Я села, полная решимости немедленно позвонить мужу и упросить его забрать меня обратно в Токио. Однако при дневном свете комната выглядела уже иначе. Сквозь сёдзи[14] пробивался солнечный свет, и татами переливались множеством золотистых оттенков. Расписная фусума с горным пейзажем и озером, у которого сидела женщина с кисточкой и тушью в руках и резвились дети, запускающие воздушного змея, тоже выглядела совсем по-другому — ожившей и веселой. На соседней перегородке два фазана мирно ворковали рядом с кустиком осенней травы. Над ними возвышался утес, где сидел орел, смотрящий вниз на цветущую сливу. Комната уже не казалась пустой. Ее наполняли чувства людей, изображенных на этих картинках, и аура рук, трудившихся над их созданием.
Я быстро оделась и убрала кровать. Мой модный чемодан как-то не смотрелся в этой старинной обстановке, и я спрятала его в угол позади стола. Чтобы хоть как-то оживить пустоту, отодвинула фусума, выходящую на деревянную террасу.

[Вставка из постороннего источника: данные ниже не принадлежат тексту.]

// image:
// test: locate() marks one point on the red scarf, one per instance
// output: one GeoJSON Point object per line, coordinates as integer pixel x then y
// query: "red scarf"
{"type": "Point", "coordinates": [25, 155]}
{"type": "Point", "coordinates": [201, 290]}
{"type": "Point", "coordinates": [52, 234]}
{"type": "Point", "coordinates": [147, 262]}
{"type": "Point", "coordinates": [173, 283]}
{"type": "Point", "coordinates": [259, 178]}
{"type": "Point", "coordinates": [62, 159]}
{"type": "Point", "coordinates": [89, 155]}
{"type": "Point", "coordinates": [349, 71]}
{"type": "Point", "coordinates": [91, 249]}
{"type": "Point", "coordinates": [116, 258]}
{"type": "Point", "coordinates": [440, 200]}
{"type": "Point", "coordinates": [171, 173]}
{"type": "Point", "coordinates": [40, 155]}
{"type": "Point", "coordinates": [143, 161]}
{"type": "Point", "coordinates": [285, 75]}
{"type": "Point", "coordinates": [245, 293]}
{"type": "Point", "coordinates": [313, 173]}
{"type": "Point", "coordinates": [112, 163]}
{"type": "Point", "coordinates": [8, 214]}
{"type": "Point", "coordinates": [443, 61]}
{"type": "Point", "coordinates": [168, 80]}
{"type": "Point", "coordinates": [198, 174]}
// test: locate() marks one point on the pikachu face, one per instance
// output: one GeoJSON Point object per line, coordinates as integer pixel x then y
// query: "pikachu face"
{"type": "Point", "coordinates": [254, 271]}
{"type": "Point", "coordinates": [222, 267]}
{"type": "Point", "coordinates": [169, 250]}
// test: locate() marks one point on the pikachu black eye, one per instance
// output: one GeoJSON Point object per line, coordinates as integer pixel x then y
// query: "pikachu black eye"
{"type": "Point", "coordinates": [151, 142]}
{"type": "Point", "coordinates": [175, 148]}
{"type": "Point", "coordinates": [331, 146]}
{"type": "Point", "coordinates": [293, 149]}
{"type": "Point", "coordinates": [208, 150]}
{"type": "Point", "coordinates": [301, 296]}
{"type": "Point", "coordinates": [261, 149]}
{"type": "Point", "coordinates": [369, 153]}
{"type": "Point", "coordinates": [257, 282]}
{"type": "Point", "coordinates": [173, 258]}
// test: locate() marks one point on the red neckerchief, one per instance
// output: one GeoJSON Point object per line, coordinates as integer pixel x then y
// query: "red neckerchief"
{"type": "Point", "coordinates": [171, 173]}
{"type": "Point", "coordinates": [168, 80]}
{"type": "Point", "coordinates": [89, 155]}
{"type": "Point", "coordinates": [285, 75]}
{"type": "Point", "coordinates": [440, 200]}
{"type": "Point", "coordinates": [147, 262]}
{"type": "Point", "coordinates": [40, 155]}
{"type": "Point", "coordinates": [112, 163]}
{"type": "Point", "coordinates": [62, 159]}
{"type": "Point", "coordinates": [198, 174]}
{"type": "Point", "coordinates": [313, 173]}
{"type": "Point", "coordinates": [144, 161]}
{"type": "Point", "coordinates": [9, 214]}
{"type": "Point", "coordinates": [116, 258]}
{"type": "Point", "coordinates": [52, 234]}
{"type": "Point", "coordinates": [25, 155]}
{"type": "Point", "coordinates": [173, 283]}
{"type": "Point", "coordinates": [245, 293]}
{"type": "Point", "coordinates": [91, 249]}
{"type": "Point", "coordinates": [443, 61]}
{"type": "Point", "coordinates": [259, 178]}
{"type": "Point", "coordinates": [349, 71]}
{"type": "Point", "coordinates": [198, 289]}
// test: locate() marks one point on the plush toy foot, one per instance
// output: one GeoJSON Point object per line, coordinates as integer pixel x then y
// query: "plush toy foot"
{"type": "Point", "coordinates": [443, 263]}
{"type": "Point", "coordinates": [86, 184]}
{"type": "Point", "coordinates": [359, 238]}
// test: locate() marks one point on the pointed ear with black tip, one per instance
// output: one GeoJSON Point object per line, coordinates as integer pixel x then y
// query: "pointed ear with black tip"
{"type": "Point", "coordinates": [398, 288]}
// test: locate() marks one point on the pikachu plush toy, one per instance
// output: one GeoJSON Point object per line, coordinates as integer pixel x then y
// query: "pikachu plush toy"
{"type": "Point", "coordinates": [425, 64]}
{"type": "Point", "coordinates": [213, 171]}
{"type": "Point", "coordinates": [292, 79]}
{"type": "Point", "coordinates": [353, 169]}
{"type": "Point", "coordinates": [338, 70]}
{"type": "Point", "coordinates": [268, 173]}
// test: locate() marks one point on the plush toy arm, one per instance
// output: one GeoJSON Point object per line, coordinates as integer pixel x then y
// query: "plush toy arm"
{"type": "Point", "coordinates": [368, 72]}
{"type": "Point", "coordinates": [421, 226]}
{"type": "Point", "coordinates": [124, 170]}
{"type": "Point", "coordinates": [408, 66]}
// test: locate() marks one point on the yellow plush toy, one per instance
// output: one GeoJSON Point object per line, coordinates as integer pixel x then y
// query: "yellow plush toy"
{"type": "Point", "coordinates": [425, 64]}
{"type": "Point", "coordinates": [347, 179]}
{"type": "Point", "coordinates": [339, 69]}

Там меня ждал еще один сюрприз.
Садик был небольшим, но довольно длинным — он тянулся вдоль всего здания. Здесь было все, что обычно бывает в японском саду: черные и белые камни необычной формы, ручеек, озерцо с островком, заросшим мхом, большой каменный фонарь. Ручеек срывался вниз, разлетаясь серебряными брызгами на гладких бурых камнях, и неторопливо бежал дальше, огибая кустики осенней травы и мшистые кочки. Позади воды и камней ярусами поднимались кусты и деревья, сверкая всеми оттенками желтого, оранжевого и темно-зеленого.
Все эти растения были мне незнакомы, я узнала только японский клен с его огненными пятиконечными листочками. Но названия не имели значения. Я и без них чувствовала себя счастливой. Должно быть, боги были ко мне благосклонны или я просто не выспалась, но в то утро я видела сад не глазами, а душой и телом. Да-да, и телом тоже, потому что красота сада предназначена не только для глаз. Сад казался мне живым дышащим пространством — местом, где движение соседствует с покоем. Я видела, как бьющаяся о камни вода успокаивается и плавно течет дальше, растеряв энергию падения; точно так же мысль вторгается в сознание, будоражит его, а потом тонет в его глубинах, не оставляя на поверхности ни единого следа. Листок, трепещущий на ветру, как бы оживает и обретает самостоятельность. Взглянув на гору, я поняла, что сад является связующим звеном между ней и домом и в равной степени принадлежит им обоим. И тогда во мне открылись новые горизонты. Пришло сознание, что я тоже часть всего видимого вокруг. Напряжение ушло, и я вдруг ощутила необычайную легкость. Мое тело стало свободным, словно веревки, опутывавшие меня, внезапно разлетелись на куски.